The charts of all patients diagnosed with BA born between 1986 and 2015 and living in France were reviewed.
A total of 1428 patients were included; 1340 (94%) underwent KOp. Total clearance of jaundice (total bilirubin ≤20 μmol/L) was documented in 516 patients (39%). Age at KOp (median 59 days, range 6-199) was stable over time. Survival with native liver after KOp was 41%, 35%, 26%, and 22% at 5, 10, 20, and 30 years, stable in the 4 cohorts. 25-year survival with native liver was 38%, 27%, 22%, and 19% in patients operated in the first, second, third month of life or later, respectively (P = 0.0001). Center caseloads had a significant impact on results in the 1986 to 1996 cohort only. 16%, 7%, 7%, and 8% of patients died without LT in the 4 cohorts (P = 0.0001). A total of 753 patients (55%) underwent LT. Patient survival after LT was 79% at 28 years. Five-year patient survival after LT was 76%, 91%, 88%, and 92% in cohorts 1 to 4, respectively (P < 0.0001). Actual BA patient survival (from diagnosis) was 81%. Five-year BA patient survival was 72%, 88%, 87%, and 87% in cohorts 1986 to 1996, 1997 to 2002, 2003 to 2009, and 2010 to 2015, respectively (P < 0.0001).
In France, 87% of patients with BA survive nowadays and 22% reach the age of 30 years without transplantation. Improvement of BA prognosis is mainly due to reduced mortality before LT and better outcomes after LT.

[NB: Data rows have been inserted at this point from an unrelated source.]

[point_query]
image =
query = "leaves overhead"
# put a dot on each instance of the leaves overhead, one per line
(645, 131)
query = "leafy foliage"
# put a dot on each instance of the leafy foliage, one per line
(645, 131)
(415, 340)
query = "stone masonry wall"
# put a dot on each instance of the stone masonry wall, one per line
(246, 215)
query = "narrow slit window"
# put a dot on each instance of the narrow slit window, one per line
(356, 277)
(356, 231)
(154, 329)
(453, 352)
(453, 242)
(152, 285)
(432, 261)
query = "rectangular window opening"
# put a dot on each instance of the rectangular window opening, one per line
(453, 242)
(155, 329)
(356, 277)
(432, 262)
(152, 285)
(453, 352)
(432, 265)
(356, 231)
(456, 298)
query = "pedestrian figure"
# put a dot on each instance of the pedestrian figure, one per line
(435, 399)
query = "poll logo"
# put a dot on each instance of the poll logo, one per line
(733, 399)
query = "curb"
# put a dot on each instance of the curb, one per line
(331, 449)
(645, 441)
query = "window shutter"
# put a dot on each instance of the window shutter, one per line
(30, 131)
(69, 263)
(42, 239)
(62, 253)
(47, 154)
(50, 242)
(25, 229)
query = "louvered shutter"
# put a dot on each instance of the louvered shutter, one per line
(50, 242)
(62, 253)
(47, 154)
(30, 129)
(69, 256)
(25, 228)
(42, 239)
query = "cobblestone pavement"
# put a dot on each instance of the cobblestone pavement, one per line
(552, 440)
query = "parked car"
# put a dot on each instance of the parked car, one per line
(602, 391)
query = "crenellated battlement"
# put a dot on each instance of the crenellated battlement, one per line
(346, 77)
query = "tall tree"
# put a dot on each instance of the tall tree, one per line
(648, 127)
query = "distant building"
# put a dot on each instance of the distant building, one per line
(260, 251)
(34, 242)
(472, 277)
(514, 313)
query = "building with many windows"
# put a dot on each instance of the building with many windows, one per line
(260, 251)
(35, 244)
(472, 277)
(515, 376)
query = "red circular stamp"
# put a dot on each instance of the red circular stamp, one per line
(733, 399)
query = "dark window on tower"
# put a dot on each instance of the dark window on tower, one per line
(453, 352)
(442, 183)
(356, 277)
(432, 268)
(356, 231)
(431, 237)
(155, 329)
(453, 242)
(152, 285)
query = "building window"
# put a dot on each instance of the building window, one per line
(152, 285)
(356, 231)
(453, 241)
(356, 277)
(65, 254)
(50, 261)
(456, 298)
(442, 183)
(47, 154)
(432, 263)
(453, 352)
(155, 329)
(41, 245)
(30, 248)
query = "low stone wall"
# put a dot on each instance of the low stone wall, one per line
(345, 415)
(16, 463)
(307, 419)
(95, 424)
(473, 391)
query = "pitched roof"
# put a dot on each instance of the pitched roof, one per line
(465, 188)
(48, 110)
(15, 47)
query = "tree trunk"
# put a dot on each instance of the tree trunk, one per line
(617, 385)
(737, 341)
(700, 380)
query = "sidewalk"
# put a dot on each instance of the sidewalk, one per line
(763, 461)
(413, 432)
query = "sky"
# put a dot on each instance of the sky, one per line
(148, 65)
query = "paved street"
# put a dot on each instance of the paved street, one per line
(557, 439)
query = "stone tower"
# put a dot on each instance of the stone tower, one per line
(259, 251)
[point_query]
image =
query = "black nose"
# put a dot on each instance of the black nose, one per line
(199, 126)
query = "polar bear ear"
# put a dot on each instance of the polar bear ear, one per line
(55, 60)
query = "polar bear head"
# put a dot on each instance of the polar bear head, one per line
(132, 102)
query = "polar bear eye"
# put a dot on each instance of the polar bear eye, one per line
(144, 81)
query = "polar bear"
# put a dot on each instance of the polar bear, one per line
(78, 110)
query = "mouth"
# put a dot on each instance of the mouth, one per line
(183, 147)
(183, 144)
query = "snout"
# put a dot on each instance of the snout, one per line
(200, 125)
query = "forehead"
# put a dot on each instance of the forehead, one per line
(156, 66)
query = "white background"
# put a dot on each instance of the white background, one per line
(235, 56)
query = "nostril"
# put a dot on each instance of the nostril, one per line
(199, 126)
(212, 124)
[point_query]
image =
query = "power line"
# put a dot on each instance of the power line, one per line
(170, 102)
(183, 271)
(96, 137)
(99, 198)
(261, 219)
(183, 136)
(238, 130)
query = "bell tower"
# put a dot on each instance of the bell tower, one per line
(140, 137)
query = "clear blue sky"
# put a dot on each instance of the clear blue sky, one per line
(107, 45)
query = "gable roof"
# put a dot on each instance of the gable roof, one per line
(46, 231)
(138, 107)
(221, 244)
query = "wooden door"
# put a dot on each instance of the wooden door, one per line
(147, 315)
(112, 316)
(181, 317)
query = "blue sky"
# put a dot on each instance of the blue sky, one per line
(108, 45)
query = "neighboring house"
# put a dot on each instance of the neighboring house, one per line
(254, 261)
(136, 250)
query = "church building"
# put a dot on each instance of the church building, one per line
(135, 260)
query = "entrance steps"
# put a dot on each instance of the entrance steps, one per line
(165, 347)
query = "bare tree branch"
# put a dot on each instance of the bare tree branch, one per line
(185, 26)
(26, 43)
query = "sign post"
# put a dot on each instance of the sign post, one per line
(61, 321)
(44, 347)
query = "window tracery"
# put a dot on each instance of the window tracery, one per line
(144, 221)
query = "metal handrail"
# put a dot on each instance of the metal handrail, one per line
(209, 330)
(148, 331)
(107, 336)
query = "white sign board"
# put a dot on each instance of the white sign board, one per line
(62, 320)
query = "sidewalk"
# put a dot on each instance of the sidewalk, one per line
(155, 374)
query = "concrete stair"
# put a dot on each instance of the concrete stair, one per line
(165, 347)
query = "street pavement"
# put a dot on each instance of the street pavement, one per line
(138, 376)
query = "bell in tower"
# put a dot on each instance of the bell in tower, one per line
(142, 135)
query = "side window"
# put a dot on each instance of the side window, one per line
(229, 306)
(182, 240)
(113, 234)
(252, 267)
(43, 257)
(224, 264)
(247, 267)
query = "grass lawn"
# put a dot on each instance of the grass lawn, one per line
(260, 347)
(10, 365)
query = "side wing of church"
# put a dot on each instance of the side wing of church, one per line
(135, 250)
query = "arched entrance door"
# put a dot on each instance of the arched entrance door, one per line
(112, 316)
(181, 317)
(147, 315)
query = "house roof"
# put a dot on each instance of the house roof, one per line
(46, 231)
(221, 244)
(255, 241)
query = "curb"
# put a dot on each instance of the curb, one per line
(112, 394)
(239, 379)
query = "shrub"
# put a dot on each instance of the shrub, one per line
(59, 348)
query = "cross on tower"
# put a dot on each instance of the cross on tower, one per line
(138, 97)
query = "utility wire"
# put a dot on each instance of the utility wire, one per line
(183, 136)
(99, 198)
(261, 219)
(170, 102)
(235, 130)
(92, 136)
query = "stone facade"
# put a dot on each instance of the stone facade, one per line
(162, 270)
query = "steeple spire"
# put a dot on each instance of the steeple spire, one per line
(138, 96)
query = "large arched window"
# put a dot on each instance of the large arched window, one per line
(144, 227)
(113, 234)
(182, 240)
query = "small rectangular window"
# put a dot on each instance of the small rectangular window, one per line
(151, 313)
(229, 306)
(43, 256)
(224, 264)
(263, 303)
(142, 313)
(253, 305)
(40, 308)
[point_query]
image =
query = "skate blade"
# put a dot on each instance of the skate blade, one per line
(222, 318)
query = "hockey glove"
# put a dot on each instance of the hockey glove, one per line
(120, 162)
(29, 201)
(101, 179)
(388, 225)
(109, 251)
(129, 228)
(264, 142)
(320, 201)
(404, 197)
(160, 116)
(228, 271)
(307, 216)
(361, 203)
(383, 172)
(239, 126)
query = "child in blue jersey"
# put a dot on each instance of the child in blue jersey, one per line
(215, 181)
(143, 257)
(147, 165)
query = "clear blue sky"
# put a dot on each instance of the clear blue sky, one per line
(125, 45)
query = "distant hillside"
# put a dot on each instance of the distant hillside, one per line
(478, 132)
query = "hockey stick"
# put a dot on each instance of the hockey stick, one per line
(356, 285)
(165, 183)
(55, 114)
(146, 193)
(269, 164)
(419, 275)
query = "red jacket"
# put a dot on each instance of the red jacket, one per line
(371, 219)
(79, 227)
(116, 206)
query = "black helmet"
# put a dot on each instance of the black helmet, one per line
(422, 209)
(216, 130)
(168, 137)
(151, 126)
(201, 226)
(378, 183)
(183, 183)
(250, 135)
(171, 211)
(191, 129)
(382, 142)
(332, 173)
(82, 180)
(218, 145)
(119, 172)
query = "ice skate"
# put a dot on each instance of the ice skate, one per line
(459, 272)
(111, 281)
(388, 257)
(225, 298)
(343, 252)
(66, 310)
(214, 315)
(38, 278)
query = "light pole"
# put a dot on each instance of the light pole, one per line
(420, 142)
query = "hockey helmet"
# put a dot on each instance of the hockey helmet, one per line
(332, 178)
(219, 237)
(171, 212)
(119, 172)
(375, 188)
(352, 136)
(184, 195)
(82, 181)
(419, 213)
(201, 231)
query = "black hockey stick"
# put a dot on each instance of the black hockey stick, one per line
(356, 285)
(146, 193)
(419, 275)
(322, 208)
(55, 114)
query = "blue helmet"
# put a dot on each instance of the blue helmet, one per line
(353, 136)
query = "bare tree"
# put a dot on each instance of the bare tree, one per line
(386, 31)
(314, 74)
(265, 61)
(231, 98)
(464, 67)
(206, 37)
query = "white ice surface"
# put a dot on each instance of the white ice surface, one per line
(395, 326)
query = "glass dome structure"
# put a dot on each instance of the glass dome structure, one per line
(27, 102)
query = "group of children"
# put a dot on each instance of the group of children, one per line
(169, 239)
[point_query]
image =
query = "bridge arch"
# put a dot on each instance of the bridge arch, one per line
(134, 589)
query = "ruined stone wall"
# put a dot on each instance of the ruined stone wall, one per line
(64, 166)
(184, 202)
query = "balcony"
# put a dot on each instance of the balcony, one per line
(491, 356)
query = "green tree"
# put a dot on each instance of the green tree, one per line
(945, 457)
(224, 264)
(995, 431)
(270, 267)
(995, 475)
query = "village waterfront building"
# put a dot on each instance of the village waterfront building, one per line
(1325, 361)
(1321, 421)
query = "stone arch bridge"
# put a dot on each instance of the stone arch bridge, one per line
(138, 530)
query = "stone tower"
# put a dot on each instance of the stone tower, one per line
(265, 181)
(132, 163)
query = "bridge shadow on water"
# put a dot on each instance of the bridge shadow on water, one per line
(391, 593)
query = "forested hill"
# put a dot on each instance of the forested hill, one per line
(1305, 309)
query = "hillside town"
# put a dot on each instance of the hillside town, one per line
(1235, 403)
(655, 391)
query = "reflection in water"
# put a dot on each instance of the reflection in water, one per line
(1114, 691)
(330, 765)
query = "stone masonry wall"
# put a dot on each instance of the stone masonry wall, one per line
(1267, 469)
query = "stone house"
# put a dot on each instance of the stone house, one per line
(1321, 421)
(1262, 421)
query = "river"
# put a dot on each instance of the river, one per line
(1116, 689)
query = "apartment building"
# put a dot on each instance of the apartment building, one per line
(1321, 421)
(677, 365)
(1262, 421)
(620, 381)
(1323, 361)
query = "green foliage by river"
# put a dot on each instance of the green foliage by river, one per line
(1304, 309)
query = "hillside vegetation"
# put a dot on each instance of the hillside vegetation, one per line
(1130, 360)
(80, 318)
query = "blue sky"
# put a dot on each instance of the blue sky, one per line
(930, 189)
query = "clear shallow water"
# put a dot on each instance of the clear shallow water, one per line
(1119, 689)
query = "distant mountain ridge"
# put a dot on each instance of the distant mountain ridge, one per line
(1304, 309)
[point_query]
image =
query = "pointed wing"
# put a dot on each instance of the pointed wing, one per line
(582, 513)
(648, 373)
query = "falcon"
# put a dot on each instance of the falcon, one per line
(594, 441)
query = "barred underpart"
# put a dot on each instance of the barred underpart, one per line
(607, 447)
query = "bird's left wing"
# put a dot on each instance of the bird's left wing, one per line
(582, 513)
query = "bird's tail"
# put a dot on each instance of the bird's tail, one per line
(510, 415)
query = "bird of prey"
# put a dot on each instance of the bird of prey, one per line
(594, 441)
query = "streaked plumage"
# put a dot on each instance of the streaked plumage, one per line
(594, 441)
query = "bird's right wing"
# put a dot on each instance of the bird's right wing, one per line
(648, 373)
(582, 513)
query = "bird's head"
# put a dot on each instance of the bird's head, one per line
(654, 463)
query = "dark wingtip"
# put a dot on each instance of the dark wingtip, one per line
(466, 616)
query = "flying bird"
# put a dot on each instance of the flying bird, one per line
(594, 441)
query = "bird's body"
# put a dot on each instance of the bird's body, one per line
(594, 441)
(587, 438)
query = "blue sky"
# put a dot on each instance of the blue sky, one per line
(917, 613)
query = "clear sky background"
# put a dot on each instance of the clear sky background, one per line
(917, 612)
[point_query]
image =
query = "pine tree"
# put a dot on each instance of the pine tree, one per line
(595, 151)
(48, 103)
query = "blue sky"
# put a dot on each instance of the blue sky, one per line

本研究分析了 1986 年以来法国胆道闭锁(BA)的预后情况,当时Kasai 手术(KOp)和肝移植(LT)已广泛应用。
回顾了 1986 年至 2015 年间在法国出生并被诊断为 BA 的所有患者的病历。
共纳入 1428 例患者;1340 例(94%)接受了 KOp。516 例患者(39%)记录了总胆红素消退(总胆红素≤20μmol/L)。KOp 时的年龄(中位数为 59 天,范围为 6-199)随时间保持稳定。KOp 后带肝存活的 5、10、20 和 30 年生存率分别为 41%、35%、26%和 22%,4 个队列均稳定。分别在出生后第 1、2、3 个月或之后接受手术的患者,25 年带肝存活率分别为 38%、27%、22%和 19%(P=0.0001)。仅在 1986 年至 1996 年的队列中,中心的病例量对结果有显著影响。4 个队列中分别有 16%、7%、7%和 8%的患者在未进行 LT 治疗的情况下死亡(P=0.0001)。共有 753 例(55%)患者接受了 LT。LT 后患者的 28 年生存率为 79%。LT 后 5 年患者的生存率分别为 76%、91%、88%和 92%,分别在队列 1 至 4 中(P<0.0001)。实际 BA 患者的存活率(从诊断开始)为 81%。1986 年至 1996 年、1997 年至 2002 年、2003 年至 2009 年和 2010 年至 2015 年的 BA 患者的 5 年生存率分别为 72%、88%、87%和 87%(P<0.0001)。
在法国,现在有 87%的 BA 患者存活,22%的患者在未进行移植的情况下达到 30 岁。BA 预后的改善主要归因于 LT 前死亡率的降低和 LT 后结局的改善。